• Après avoir, en 2013, offert le prix d’interprétation féminine à Bérénice Béjo avec son film " Le passé "et en 2016, de retour en compétition, décroché le Prix du Scénario pour "Le Client", le réalisateur iranien revient sur la Croisette et se voir attribué déjà l’ouverture du 71ème Festival de Cannes. Premier film en compétition, le nouveau Asghar Farhadi « Everybody Knows », ou plutôt « Todos lo Saben » son titre original, s’offre un casting de rêve avec notamment le couple star et glamour Penelope Cruz et Javier Bardem.

    EVERYBODY KNOWS

    Laura (Penelope Cruz), qui a épousé un Argentin (Ricardo Darin) et s’est installée de l’autre côté de l’Atlantique, revient en Espagne avec ses deux enfants dans son village natal, pour participer au mariage de sa sœur. La joie des retrouvailles avec sa famille et l’ambiance de la fête sont rapidement ternies par un évènement angoissant : la fille aînée de Laura est kidnappée à la faveur d’une coupure d’électricité et ses ravisseurs réclament une rançon de 300.000 euros. Alors que son mari est resté en Argentine, Laura se tourne vers Paco (Javier Bardem), son ancien amoureux devenu propriétaire d’une belle exploitation viticole qui suscite les jalousies de sa famille. Paco va prendre l’affaire très à cœur, trop pour certains…

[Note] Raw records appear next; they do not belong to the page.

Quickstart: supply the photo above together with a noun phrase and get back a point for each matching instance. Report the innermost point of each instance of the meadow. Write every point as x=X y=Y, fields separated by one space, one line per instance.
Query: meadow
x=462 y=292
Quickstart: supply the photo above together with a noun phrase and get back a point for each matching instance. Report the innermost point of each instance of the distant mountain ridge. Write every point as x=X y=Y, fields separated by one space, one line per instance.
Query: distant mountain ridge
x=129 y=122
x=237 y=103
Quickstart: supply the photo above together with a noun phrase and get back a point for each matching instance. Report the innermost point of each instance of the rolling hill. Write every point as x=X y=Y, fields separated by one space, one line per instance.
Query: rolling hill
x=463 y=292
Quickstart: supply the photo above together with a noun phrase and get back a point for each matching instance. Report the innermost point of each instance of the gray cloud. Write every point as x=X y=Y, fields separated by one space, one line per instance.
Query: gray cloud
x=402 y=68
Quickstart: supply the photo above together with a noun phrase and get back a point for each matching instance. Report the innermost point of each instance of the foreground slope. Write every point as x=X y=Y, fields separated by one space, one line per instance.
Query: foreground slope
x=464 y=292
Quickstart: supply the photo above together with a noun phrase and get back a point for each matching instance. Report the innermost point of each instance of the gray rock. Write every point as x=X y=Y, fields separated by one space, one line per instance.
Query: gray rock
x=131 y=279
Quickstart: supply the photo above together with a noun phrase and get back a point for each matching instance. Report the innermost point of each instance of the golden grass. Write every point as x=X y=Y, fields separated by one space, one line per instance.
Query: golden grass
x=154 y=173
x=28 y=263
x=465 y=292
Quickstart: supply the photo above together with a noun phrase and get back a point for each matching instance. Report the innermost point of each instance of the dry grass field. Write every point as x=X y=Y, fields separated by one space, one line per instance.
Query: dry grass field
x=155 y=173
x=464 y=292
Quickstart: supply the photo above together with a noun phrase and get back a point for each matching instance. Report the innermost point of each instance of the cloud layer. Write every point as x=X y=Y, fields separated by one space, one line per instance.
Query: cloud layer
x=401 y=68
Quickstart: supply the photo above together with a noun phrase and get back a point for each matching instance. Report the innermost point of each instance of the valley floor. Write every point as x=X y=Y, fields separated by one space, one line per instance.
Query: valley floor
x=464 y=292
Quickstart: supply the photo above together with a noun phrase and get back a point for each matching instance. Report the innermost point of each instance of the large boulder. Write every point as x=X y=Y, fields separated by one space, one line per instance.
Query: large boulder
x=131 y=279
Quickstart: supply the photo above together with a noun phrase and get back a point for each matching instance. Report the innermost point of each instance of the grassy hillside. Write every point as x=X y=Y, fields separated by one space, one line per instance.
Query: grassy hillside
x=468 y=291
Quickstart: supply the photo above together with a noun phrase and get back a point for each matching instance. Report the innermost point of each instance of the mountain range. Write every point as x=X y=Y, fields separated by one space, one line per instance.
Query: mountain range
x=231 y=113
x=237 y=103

    L’un des mérites de Todos lo Saben est de démontrer sans doute que, suivant la façon de regarder un film, l’appréciation peut être très différente. En effet si, en l’occurrence, l’aspect policier, suspense est ce qui retient l’attention, je dois avouer alors qu’une certaine déception peut être alors hélas au rendez-vous. On a sans doute connu Farhadi un brun plus subtil car son intrigue peut paraître quelque peu cousue de fil blanc. Quelques ficelles mélodramatiques assez artificielles et convenues n’apportent guère. Et cette dimension policière de son récit finit par laisser passer quelques grosses invraisemblances.

    EVERYBODY KNOWS... BUT    EVERYBODY KNOWS... BUT

    Mais c’est justement parce que Farhadi ne réalise pas là véritablement un film d’enquête. L’intérêt est bien ailleurs et c’est avec d’autres lunettes qu’il faut se plonger dans l’histoire.  Celles qui nous permettent d’explorer avec lui la dimension beaucoup plus psychologique d’un drame familial et sociétal et d’observer des personnages filmés de près afin de dévoiler leur intimité, leur complexité, leur fragilité. Le cinéaste les approche avec bienveillance et véritable tendresse, sans les juger, et finalement sans les condamner.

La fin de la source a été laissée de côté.